Since that time we have been at the forefront of dispute work within the industry and have appeared in some of the lead cases including Marsden Villas v Wooding Construction Ltd, Winsloe Properties v Wooding Construction Ltd, Metalcraft Industries v Christie and Horizon Investments Ltd v Parker Construction Management (NZ) Ltd.
We have undertaken many adjudications for both payers and payees under the Act. Both Andrew Hazelton and Scott Galloway sit as adjudicators.
Common claims dealt with include those for time, money, defective works, and contractual interpretation issues.
Adjudication has taken over as the main form of dispute resolution in the industry. Many parties find that they can live with the results. If they cannot, we undertake arbitration or litigation for those clients and mediation is an option at any time.
Some claims are not suitable for adjudication because they involve matters other than payment of money, or are of a size and complexity that warrants a more long term strategy. Claims that we have dealt with in this category include multi-party disputes, usually involving design or constructability issues. Often an element of uncertainty, for example around ground conditions is involved.
Since the introduction of the weathertight homes legislation we have acted for a range of clients in this area. This includes claimant homeowners, body corporates and respondents including developers, builders and the various trades.
We have an excellent understanding of how dwellings are constructed and what the major causes of failure are.
We acted for the first claimant to be taken on appeal to the District Court from the original WHRS (Young v McQuade) and have acted in numerous cases since including one of the earliest multi-unit cases to settle at mediation, and some significant cases that have proceeded to adjudication including Ong (one of the largest single awards to a claimant) and Heng.
Our construction experience in this area and working knowledge of the tribunal and how it differs from representation in the High or District Court is invaluable.
Scott Galloway is the Lloyd's‚ General Representative in New Zealand.
The role involves advising Lloyd's‚ and market participants in relation to legal, regulatory and taxation issues, providing insurance market intelligence, liaising with brokers, regulators, insureds and other insurers.
The firm has also acted in relation to policy wording drafting advised UK insurers about New Zealand regulatory and other legal issues and international reinsurers on law and procedures for doing business and ceasing to do business in New Zealand.

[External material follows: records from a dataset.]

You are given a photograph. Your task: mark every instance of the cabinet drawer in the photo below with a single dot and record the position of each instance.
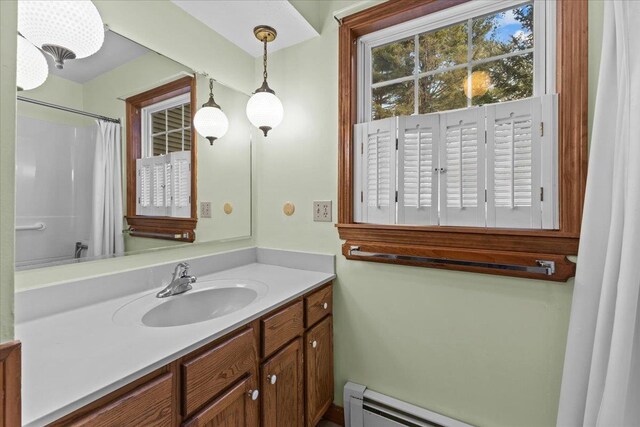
(282, 327)
(211, 372)
(318, 304)
(237, 407)
(148, 405)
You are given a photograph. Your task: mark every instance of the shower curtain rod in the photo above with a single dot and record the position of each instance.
(70, 110)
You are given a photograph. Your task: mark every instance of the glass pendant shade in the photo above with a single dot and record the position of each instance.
(264, 111)
(211, 122)
(64, 29)
(31, 66)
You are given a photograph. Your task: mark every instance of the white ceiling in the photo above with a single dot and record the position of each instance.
(115, 51)
(235, 20)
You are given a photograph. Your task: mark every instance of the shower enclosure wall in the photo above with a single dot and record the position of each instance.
(54, 180)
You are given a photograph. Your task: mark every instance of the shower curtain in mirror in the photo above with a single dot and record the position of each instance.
(601, 378)
(106, 226)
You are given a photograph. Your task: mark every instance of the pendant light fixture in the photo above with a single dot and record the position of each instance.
(210, 121)
(64, 29)
(264, 109)
(31, 66)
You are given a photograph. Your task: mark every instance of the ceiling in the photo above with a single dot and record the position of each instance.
(115, 51)
(235, 20)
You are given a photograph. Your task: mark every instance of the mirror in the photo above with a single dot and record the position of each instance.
(56, 154)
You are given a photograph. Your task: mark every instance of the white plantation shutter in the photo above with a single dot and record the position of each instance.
(514, 163)
(159, 183)
(462, 167)
(180, 166)
(418, 138)
(378, 160)
(143, 187)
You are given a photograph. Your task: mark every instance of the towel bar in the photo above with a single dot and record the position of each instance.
(544, 267)
(38, 226)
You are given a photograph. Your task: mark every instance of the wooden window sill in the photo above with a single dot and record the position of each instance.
(163, 227)
(495, 246)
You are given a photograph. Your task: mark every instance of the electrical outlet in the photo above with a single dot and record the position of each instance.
(205, 209)
(322, 211)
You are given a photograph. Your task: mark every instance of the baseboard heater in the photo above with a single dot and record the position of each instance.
(367, 408)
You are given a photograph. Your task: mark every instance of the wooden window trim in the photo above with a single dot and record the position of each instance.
(468, 243)
(159, 225)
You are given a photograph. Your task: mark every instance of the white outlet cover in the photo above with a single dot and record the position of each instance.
(205, 209)
(322, 211)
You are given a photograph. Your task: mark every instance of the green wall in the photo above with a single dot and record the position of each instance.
(8, 14)
(484, 349)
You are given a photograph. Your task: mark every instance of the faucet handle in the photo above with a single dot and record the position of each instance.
(181, 270)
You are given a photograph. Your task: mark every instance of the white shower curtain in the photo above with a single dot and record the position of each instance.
(106, 226)
(601, 379)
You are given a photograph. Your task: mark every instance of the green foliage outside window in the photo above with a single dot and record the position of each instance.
(443, 65)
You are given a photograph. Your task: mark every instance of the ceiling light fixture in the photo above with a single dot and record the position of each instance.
(264, 109)
(210, 121)
(31, 66)
(63, 29)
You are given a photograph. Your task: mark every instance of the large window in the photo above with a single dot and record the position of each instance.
(460, 136)
(458, 160)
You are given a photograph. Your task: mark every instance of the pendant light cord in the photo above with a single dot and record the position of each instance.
(264, 60)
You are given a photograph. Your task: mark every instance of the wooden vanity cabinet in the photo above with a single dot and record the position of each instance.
(239, 406)
(318, 363)
(275, 371)
(283, 387)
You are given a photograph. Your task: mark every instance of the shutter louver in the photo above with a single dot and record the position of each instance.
(143, 187)
(417, 179)
(379, 170)
(514, 162)
(462, 167)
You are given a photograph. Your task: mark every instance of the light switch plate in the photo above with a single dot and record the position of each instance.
(322, 211)
(205, 209)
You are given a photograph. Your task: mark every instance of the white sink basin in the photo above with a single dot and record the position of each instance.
(207, 300)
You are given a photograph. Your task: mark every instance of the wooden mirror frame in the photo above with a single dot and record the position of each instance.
(489, 245)
(159, 227)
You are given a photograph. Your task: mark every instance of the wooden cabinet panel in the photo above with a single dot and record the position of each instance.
(319, 370)
(235, 408)
(282, 327)
(147, 405)
(318, 304)
(211, 372)
(282, 386)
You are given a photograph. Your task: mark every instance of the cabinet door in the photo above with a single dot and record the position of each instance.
(282, 385)
(319, 370)
(148, 405)
(237, 407)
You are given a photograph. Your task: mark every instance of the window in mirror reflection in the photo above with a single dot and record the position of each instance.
(164, 170)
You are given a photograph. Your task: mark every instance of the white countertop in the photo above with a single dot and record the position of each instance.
(74, 357)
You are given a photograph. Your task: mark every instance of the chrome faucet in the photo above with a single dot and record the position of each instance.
(180, 283)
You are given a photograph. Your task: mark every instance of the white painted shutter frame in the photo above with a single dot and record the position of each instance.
(462, 167)
(379, 171)
(418, 138)
(358, 177)
(549, 178)
(514, 164)
(180, 183)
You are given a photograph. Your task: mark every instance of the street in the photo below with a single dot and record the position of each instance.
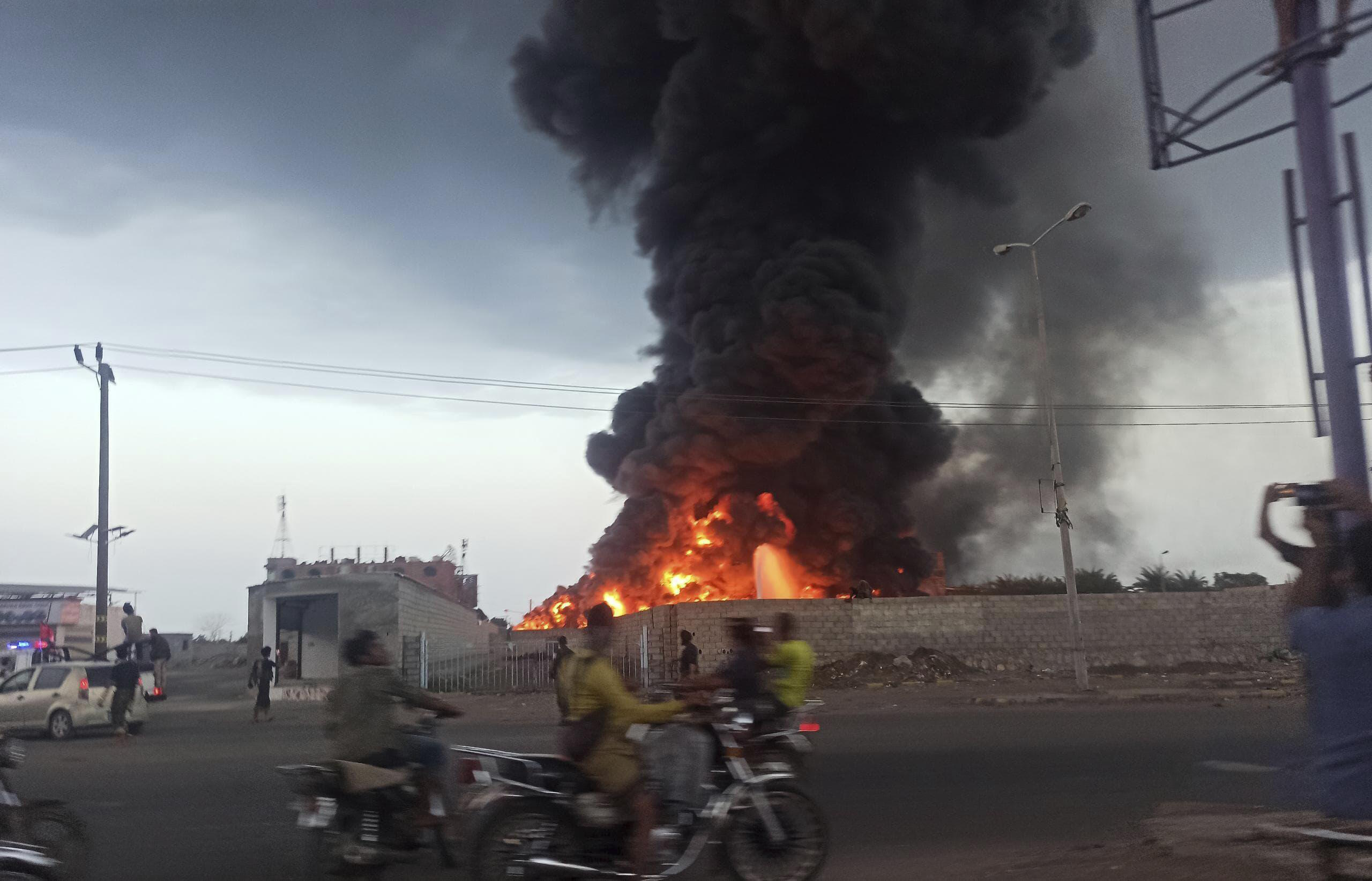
(197, 795)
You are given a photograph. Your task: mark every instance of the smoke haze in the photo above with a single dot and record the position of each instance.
(781, 156)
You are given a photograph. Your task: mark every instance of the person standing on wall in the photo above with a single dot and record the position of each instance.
(161, 654)
(263, 678)
(560, 654)
(690, 656)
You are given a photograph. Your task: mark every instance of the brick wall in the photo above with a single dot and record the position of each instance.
(424, 611)
(1015, 633)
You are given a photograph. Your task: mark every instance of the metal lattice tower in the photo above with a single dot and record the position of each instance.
(282, 546)
(1334, 386)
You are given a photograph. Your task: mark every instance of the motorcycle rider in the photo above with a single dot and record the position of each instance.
(361, 718)
(592, 685)
(795, 662)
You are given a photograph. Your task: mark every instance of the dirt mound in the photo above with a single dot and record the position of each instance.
(877, 669)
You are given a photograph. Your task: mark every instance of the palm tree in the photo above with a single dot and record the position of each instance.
(1154, 580)
(1189, 582)
(1098, 581)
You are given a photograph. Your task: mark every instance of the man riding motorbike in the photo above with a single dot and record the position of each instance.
(594, 691)
(361, 718)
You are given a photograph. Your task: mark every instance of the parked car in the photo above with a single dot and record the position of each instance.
(65, 698)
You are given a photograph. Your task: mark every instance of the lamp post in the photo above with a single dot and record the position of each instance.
(1079, 649)
(102, 548)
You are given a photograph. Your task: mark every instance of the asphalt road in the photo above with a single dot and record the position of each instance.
(197, 795)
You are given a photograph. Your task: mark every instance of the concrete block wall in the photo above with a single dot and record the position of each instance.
(1012, 633)
(444, 621)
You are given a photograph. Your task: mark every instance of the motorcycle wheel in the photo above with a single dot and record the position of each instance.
(61, 832)
(781, 761)
(750, 853)
(518, 831)
(444, 848)
(327, 854)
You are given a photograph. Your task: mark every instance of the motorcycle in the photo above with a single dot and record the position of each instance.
(360, 817)
(40, 839)
(540, 817)
(785, 745)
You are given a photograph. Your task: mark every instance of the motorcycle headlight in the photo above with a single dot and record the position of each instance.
(11, 752)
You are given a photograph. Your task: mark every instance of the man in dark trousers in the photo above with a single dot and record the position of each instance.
(124, 680)
(263, 678)
(161, 654)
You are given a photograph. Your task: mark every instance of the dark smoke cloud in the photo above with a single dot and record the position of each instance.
(776, 150)
(1124, 291)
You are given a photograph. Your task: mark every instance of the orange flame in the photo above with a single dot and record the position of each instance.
(709, 559)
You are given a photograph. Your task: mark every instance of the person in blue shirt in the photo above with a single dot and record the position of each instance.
(1330, 618)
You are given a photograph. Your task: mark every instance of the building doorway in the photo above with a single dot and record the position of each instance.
(308, 637)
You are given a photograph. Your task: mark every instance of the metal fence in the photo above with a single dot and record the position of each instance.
(441, 666)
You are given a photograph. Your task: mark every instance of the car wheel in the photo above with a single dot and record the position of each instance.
(61, 725)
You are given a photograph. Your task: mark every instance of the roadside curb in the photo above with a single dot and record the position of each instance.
(1136, 696)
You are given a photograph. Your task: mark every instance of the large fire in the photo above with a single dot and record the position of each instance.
(734, 552)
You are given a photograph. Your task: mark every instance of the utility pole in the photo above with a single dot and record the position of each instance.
(1060, 485)
(1324, 231)
(105, 375)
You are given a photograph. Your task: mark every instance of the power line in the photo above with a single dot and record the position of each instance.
(42, 347)
(695, 396)
(773, 419)
(40, 371)
(699, 396)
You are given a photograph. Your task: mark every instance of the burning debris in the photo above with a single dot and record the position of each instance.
(774, 149)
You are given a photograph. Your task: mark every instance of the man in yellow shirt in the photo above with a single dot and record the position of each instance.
(795, 663)
(592, 685)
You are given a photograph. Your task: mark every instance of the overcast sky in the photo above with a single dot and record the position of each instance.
(337, 183)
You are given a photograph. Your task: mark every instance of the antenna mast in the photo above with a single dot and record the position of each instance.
(282, 546)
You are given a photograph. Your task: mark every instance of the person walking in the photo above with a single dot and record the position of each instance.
(1330, 619)
(795, 662)
(132, 626)
(124, 680)
(161, 654)
(263, 678)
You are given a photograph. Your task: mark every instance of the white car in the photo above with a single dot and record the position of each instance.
(65, 698)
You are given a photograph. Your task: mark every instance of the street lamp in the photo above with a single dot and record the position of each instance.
(1079, 649)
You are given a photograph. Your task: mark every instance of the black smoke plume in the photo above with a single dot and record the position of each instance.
(776, 150)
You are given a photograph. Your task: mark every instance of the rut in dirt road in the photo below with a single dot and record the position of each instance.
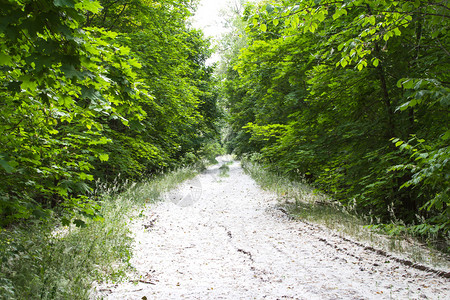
(224, 238)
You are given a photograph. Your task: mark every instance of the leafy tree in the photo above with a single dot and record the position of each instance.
(335, 87)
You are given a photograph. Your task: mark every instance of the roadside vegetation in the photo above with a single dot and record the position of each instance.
(301, 201)
(350, 96)
(46, 260)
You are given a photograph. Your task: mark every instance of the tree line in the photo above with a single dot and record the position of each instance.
(352, 96)
(91, 90)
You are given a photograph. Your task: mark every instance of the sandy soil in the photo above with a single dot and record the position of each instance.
(224, 238)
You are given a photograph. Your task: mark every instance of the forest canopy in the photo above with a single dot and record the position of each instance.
(93, 89)
(352, 96)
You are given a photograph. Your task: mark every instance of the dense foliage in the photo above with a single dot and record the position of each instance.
(93, 89)
(352, 95)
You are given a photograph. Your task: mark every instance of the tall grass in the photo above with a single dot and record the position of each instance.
(44, 260)
(302, 202)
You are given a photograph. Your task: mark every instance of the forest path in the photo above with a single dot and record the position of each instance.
(224, 238)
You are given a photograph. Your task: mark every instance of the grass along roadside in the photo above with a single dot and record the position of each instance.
(41, 262)
(302, 202)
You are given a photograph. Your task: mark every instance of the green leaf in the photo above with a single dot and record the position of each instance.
(89, 5)
(103, 157)
(5, 59)
(79, 223)
(263, 27)
(376, 62)
(6, 166)
(269, 8)
(64, 3)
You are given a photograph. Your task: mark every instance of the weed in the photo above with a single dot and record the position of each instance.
(303, 202)
(49, 261)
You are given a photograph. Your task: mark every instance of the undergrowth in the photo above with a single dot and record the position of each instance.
(45, 260)
(304, 203)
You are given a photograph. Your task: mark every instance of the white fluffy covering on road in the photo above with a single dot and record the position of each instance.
(227, 240)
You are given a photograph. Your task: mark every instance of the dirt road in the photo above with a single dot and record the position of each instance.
(223, 238)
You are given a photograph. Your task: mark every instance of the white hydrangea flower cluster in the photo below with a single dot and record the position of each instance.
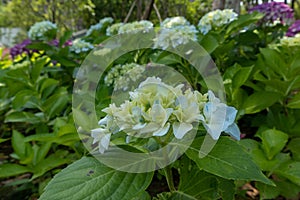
(79, 46)
(40, 30)
(121, 75)
(175, 31)
(135, 27)
(114, 29)
(216, 19)
(174, 22)
(158, 109)
(290, 41)
(103, 23)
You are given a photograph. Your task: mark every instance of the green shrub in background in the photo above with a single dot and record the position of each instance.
(262, 80)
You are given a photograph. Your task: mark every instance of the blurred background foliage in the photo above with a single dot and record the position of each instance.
(80, 14)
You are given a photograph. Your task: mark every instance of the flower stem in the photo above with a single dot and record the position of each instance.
(169, 177)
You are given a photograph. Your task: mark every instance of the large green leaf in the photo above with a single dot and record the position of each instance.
(56, 103)
(37, 68)
(293, 146)
(259, 101)
(290, 170)
(228, 160)
(273, 141)
(294, 102)
(26, 117)
(198, 184)
(241, 77)
(89, 179)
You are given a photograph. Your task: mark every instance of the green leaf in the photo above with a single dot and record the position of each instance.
(293, 146)
(52, 161)
(26, 117)
(242, 21)
(37, 68)
(259, 101)
(273, 142)
(274, 63)
(25, 99)
(56, 103)
(9, 169)
(39, 46)
(241, 77)
(209, 43)
(294, 102)
(87, 178)
(4, 140)
(267, 191)
(290, 170)
(67, 35)
(174, 196)
(18, 144)
(47, 86)
(227, 160)
(198, 184)
(288, 189)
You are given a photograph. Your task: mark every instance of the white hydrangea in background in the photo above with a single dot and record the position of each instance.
(174, 22)
(216, 19)
(288, 42)
(79, 46)
(114, 29)
(158, 109)
(121, 75)
(103, 23)
(135, 27)
(41, 30)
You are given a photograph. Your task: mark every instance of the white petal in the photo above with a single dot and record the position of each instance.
(104, 143)
(180, 129)
(163, 131)
(234, 131)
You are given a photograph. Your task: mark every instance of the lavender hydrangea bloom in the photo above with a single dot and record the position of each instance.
(293, 29)
(20, 48)
(275, 11)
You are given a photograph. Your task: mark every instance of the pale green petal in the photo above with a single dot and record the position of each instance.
(180, 129)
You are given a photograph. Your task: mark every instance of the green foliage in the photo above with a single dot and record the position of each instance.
(261, 80)
(96, 181)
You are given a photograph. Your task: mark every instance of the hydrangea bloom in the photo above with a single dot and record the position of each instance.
(121, 75)
(216, 19)
(275, 11)
(42, 30)
(135, 27)
(293, 29)
(23, 64)
(158, 109)
(174, 22)
(288, 42)
(175, 36)
(19, 49)
(80, 46)
(103, 23)
(113, 29)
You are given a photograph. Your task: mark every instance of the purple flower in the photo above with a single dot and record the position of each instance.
(275, 11)
(293, 29)
(54, 42)
(18, 49)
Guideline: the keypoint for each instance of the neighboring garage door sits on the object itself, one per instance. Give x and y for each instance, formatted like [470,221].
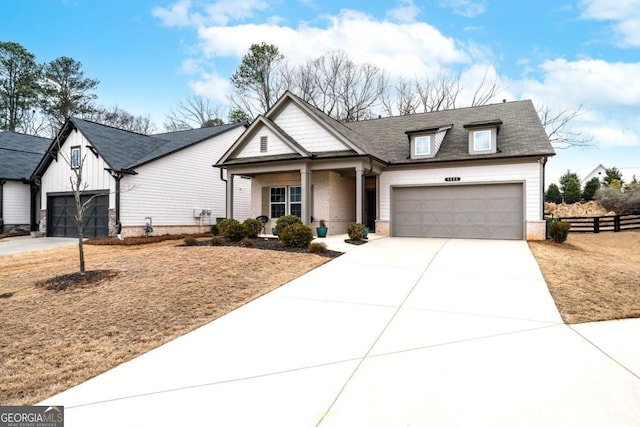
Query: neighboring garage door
[61,211]
[491,211]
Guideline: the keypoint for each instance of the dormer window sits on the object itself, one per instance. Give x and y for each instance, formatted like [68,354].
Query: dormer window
[483,136]
[423,145]
[482,140]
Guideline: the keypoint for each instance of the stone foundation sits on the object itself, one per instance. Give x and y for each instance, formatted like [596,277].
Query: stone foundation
[536,230]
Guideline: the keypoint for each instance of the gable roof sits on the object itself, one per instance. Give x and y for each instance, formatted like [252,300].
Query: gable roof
[521,133]
[123,150]
[20,154]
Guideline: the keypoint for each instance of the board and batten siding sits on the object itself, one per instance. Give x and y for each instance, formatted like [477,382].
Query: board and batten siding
[528,172]
[306,131]
[170,188]
[274,145]
[94,176]
[16,199]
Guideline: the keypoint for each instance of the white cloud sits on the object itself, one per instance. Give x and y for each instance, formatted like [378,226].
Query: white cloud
[220,12]
[406,12]
[625,15]
[466,8]
[609,93]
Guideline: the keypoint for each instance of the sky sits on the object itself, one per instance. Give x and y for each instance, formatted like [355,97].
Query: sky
[567,54]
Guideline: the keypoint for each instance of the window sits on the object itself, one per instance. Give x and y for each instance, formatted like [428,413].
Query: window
[482,140]
[280,205]
[278,202]
[295,201]
[75,157]
[423,145]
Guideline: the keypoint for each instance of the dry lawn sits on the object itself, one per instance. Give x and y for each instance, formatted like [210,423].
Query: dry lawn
[52,340]
[593,277]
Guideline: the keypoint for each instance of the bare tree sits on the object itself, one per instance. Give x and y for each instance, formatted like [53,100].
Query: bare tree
[487,89]
[75,160]
[556,124]
[121,119]
[195,111]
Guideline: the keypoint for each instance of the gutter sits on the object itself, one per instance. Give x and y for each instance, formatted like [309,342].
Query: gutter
[2,182]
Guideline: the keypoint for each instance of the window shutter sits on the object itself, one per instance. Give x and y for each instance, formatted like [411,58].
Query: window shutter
[265,202]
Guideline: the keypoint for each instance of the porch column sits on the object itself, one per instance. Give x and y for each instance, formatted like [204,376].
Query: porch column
[229,203]
[359,194]
[305,189]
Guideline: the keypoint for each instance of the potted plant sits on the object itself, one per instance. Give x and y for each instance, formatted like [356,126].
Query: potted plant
[322,229]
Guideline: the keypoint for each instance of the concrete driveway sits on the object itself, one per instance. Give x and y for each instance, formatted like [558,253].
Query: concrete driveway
[20,244]
[397,332]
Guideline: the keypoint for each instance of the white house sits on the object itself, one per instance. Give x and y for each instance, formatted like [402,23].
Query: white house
[165,180]
[19,156]
[469,173]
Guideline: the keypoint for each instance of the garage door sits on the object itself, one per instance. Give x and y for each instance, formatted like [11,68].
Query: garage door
[61,211]
[462,211]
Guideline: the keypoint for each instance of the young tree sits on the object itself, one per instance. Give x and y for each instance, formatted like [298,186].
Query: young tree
[553,194]
[19,76]
[195,111]
[590,188]
[65,91]
[611,175]
[257,80]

Within our construction practice we have pursued claims made under Contractors All Risk policies, and advised clients on insurance requirements for particular projects. We also undertake claims work for and against insurers involving professional indemnity issues.
We have worked for a range of clients under the Resource Management Act including local Councils, developers, and submitters and across a range of industries including property development, child care facilities, electricity sector, manufacturing, and discharges of various types.
Our work involves day to day handling of resource management issues including resource consent applications, working with planning consultants on plan drafting and consideration, submissions and appeals. We represent clients at all levels of the process from council hearings to the High Court.
We are presently engaged by the 3 Wairarapa District Councils to advise them on appeals arising from the countries first Proposed Combined District Plan. In addition we act for some Councils on appeals against consents and on related Local Government issues. Being able to view the Act from all sides ‚ for applicants, submitters and the territorial authority provides a real advantage in giving practical advice on strategy and process.
On the enforcement front we have acted on abatement and enforcement proceedings in the Environment Court. We have defended prosecutions under the Resource Management Act and the Building Act and have taken prosecutions under the Historic Places Act. Our court work in the field extends to defending and taking judicial review proceedings.
Our insolvency work is largely centred on the recovery of monies owed to clients. This can include the pursuit of bankruptcy or liquidation proceedings. Often these are taken in pursuit of judgments obtained from clients as a consequence of our dispute work in the construction industry‚ known for its solvency issues.
We also act for liquidators or receivers in pursuing debts owed to insolvent companies.